Economic theory suggests that deficit spending might work if the problems it seeks to ameliorate are cyclical and temporary. But China's economy is suffering from long-term and structural problems that require radical and massive restructuring. Clearly Beijing has misdiagnosed the problem and is treating it incorrectly.
How effective is deficit spending in reviving economic growth? China need not look far for an example of the problems that arise from using deficit spending to correct structural problems. Since Japan's bubble economy popped, most of the country's additional public-sector expenditures have been financed by deficits.

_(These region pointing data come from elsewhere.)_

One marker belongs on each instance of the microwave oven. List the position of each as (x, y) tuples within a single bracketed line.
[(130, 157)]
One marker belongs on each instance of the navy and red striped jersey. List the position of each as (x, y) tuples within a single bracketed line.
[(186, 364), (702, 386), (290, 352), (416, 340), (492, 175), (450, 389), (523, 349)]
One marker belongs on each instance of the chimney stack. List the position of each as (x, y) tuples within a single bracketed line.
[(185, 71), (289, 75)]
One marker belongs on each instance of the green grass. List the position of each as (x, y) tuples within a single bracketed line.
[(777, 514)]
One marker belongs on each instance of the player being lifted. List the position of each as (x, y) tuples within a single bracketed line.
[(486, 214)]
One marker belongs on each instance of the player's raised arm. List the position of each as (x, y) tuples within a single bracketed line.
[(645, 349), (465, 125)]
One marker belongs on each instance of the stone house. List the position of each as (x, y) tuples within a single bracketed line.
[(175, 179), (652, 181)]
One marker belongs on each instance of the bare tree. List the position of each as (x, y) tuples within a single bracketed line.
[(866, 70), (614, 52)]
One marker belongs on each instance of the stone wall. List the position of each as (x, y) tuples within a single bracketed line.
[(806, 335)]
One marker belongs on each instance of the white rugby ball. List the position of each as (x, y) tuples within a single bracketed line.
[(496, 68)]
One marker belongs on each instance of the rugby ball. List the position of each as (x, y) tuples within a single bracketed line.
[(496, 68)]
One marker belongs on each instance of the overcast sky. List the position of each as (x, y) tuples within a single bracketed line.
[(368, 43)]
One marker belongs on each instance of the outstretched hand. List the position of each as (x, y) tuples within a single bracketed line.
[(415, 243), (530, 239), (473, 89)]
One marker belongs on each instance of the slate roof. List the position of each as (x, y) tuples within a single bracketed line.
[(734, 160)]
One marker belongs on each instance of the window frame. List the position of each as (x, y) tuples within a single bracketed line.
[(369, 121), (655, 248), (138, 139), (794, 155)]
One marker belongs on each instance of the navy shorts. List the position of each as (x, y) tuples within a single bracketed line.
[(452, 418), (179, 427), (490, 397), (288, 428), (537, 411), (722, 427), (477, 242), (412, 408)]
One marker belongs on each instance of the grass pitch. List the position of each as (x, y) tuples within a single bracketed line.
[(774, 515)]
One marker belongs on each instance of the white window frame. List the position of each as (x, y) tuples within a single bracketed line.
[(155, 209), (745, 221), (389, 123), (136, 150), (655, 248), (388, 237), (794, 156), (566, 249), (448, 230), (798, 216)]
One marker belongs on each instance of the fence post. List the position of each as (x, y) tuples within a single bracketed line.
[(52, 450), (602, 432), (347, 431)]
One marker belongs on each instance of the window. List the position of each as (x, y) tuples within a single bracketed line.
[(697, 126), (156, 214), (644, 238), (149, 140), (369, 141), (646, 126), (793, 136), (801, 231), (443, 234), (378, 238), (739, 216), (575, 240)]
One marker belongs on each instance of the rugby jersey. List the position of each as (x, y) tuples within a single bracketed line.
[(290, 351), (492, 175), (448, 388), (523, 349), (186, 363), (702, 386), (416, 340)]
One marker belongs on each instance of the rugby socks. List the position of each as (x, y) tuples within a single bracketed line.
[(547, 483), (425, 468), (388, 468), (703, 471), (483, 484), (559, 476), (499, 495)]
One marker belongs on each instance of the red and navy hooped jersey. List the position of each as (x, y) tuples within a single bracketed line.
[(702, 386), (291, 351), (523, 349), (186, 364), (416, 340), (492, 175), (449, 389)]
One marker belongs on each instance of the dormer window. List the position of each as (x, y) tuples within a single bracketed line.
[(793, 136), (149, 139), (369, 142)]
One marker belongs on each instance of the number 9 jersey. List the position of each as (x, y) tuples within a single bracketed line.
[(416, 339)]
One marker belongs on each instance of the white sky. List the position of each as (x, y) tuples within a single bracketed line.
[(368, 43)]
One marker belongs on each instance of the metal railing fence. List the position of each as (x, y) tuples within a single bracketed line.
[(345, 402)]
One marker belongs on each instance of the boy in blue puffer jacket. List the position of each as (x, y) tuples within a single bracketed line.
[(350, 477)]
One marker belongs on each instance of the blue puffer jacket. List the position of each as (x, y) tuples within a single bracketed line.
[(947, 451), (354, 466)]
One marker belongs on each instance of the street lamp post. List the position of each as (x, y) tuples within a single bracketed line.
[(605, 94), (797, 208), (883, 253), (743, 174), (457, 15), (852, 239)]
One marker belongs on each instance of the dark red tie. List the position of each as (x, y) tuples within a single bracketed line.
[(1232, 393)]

Government spending during the 1990s exceeded ?800 trillion, five times more than fiscal expenditures in the US during its restructuring in the 1980s. Despite these massive expenditures and expansionary credit policies, Japan's average economic growth in the 1990s was about 1.1 percent.
Tokyo's outstanding debt rose from 56 percent of GDP at the beginning of the 1990s to about around 130 percent. Many credit-rating agencies put the figure much higher.
All this bad news in Japan is the outcome of a government too stubborn or afraid to implement the necessary policies to force radical restructuring of the economy. By following this same path of timidity and lack of resolve, Chinese leaders are likely to have a hand in further deterioration in their economy.
Some similarities exist in the restructuring required for these two economies. In both Japan and China, small and medium-sized enterprises were starved of capital while some industrial behemoths were kept alive. Not until the
government changes its policies to allow a new entrepreneurial class to provide the basis of future growth will incomes rise and unemployment fall.
Despite high levels of personal savings in both countries, the allocation of these funds is grotesquely inefficient. Neither Japan nor China has a well-
functioning domestic capital market, with most borrowing directed through the banking system.
An obvious problem with bank lending is its vulnerability to political pressures. Indeed, the politicization of decisions on capital formation is at the core of the problems in both countries. Both need domestic stock and bond markets that are wider and deeper. Since capital markets require greater transparency and accountability, massive failures tend to be less likely.
Restructuring needs to be aimed at more than merely cutting costs -- which only resolves temporary difficulties. Proper restructuring requires a dynamic perspective that involves deep reform of management practices and government involvement in the economy. China and Japan need nothing less than changes in their corporate and political cultures to encourage the kind of entrepreneurial initiatives that can resolve their economic woes.
Christopher Lingle is professor of economics at Universidad Francisco Marroquin in Guatemala and global strategist for eConoLytics.com.